At one point in the not-so-distant past, the American Dental Association recommended chewing sugar-free gum after meals as an important step in oral hygiene and health (via Iverson Dental). On the upside, chewing gum that is sweetened with sugar alternatives like xylitol and sorbital can actually reduce the amount of bacteria in the mouth, as well as increase the amount of saliva produced, which helps neutralize acids in the mouth and balance pH levels. But research published in the British Dental Journal indicates that chewing sugar-free gum may also carry a downside for oral health.

After reviewing multiple studies on the dental effects of sugar-free products, researchers found that certain sugar-free gums — especially fruit-flavored ones — may contain acidic additives that actually work to erode tooth enamel. Dr. Sok-Ja Janket, an associate research professor at Boston University School of Dental Medicine, said, "The term sugar-free may generate false security because people may automatically believe that sugar-free products are safe for teeth. As the use of orbital and xylitol containing products increases, the public should be educated on the hidden risk of dental erosion due to acidic additives."

Sugar-free gum may not be helping your teeth

Xylitol is a sugar alcohol that is naturally occurring in certain plant fibers, and is usually extracted from birch wood (via WebMD). Like other sugar-free sweeteners, xylitol use can cause gastrointestinal problems like bloating, gas, and diarrhea when consumed in significant amounts (via LiveStrong).

But what to do if you really, really, love your sugar-free gum (or candy, for that matter)? Choosing mint or another non-fruit flavor may be a little kinder to your teeth (via Iverson Dental).
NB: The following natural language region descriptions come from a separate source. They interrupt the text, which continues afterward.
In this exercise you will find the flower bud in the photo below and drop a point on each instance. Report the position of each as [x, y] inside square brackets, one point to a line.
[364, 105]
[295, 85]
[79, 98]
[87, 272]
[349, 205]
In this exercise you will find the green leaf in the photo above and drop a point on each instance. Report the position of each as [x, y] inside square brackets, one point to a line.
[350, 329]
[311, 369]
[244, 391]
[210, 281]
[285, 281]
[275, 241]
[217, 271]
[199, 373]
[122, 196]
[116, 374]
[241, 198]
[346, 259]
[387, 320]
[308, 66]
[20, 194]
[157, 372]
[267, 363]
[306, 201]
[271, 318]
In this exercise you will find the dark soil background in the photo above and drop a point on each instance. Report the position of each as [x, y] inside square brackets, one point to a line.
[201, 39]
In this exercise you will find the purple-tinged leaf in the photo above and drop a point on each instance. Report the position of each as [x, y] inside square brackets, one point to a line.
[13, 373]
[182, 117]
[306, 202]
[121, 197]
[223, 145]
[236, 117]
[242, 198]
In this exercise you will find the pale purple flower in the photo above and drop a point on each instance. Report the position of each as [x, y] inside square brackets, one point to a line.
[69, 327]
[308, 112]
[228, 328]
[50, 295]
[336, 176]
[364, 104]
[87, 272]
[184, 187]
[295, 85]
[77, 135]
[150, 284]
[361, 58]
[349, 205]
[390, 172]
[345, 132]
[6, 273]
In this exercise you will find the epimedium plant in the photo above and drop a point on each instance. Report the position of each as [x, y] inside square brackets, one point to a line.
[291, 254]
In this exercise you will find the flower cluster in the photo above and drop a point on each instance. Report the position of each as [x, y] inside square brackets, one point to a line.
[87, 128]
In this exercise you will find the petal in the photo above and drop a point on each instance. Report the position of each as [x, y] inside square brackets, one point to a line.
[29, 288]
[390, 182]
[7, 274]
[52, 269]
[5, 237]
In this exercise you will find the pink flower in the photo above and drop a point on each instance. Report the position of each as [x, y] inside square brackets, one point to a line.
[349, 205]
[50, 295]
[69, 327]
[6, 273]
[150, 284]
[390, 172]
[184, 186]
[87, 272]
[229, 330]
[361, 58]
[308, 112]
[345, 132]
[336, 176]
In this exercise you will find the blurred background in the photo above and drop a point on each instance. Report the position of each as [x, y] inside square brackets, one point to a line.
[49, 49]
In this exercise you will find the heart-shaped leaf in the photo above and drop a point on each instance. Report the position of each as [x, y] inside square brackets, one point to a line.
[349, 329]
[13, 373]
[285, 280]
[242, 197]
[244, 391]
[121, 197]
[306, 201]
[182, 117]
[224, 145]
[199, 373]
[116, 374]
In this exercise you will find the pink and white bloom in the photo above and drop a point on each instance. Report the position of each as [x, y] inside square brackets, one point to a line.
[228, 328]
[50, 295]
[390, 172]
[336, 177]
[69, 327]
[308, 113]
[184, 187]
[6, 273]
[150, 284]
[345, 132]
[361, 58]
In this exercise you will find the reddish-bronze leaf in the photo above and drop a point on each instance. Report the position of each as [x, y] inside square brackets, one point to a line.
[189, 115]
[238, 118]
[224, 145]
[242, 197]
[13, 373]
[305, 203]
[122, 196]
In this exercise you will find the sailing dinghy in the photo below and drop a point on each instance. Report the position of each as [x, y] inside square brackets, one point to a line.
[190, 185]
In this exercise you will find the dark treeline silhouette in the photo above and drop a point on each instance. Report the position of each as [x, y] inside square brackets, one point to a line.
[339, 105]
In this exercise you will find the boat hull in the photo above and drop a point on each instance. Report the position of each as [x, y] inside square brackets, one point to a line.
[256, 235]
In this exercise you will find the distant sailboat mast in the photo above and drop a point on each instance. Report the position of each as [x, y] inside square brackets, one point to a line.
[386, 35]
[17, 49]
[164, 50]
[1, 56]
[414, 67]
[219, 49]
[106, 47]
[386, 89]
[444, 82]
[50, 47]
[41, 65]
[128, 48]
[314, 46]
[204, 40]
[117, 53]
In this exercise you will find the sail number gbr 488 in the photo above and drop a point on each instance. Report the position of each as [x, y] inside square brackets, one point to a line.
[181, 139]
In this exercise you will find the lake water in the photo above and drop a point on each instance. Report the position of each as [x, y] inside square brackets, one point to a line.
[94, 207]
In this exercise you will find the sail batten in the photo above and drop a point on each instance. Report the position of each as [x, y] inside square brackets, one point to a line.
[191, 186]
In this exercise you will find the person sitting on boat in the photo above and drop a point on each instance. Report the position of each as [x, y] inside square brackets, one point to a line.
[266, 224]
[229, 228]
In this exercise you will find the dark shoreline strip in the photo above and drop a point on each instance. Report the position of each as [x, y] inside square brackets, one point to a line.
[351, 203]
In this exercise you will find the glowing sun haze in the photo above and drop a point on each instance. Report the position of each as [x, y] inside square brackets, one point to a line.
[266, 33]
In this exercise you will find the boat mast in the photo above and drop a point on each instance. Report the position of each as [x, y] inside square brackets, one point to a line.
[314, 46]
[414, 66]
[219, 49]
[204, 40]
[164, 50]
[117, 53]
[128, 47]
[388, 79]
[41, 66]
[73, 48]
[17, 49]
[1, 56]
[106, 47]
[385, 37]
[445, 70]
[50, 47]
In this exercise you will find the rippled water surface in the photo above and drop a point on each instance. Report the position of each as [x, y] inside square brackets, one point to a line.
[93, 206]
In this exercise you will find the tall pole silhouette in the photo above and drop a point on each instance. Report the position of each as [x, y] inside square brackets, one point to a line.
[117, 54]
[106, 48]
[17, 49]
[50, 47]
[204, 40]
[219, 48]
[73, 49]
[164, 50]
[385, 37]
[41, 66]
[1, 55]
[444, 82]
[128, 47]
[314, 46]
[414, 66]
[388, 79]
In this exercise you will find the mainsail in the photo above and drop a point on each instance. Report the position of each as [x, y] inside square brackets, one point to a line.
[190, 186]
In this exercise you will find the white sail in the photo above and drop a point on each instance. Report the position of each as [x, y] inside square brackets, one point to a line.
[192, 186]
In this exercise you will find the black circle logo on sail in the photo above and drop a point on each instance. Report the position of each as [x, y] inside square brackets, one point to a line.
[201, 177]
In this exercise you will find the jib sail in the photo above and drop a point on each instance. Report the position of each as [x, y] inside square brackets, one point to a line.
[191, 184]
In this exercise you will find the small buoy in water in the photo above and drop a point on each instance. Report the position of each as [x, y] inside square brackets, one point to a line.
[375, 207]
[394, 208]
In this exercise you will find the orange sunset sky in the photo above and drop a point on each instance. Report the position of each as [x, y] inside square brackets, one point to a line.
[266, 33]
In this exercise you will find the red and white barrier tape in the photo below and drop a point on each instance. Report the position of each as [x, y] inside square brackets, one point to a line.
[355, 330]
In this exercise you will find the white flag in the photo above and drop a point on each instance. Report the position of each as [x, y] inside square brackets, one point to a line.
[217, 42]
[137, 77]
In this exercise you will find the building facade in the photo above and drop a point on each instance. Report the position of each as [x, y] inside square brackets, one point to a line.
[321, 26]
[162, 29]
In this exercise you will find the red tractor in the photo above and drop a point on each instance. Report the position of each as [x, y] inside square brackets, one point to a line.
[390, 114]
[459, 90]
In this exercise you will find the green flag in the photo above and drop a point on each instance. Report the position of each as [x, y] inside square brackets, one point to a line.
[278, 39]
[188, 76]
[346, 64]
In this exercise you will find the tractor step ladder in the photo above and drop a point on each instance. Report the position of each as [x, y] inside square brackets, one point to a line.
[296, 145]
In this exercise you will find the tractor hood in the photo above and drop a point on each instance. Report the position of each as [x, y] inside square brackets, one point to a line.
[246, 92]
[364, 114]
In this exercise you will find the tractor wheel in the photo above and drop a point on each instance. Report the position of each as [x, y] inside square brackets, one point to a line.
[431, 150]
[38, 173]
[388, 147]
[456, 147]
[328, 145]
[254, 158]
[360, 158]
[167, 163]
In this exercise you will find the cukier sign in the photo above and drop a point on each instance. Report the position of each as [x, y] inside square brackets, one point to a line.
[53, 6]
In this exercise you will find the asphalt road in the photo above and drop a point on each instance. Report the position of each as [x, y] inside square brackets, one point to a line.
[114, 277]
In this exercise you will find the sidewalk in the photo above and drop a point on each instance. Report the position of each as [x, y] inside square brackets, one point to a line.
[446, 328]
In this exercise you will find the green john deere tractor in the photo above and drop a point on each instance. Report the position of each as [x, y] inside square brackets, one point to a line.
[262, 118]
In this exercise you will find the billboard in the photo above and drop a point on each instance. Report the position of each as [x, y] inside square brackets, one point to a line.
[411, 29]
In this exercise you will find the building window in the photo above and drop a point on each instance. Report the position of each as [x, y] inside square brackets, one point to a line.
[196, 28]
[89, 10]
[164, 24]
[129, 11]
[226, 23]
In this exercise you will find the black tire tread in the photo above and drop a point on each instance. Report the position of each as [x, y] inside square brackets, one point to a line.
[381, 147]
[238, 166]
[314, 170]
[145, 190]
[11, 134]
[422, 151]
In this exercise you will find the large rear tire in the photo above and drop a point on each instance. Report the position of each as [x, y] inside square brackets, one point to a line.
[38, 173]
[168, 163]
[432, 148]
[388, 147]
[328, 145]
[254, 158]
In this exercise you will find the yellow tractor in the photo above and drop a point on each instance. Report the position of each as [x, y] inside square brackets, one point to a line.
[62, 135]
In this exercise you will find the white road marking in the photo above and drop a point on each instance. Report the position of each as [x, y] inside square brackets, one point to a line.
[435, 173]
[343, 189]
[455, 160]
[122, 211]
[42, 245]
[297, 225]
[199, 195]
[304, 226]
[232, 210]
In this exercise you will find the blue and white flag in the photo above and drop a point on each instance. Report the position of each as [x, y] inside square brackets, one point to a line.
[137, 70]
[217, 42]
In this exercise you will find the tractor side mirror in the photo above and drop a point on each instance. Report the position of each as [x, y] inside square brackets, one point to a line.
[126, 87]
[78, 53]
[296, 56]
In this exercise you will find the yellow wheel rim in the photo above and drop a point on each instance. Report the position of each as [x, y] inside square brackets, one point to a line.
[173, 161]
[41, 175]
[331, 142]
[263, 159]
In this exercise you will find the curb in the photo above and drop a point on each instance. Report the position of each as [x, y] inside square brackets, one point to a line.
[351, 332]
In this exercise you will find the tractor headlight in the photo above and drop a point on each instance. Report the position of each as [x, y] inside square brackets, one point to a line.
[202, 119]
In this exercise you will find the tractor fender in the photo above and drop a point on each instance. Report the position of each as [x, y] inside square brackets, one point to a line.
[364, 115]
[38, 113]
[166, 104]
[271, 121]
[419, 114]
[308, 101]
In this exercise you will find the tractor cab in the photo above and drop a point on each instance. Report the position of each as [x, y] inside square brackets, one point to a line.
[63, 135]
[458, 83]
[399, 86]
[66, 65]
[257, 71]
Just don't overdo it, or assume it's doing any great favors for your dental health. Philip Riley, a researcher from the University of Manchester School of Dentistry, reviewed a number of studies that examined the potential benefits of xylitol in sweets for dental health. He noted, "The evidence we identified did not allow us to make any robust conclusions about the effects of xylitol, and we were unable to prove any benefit in the natural sweetener for preventing tooth decay" (via Yahoo! Life).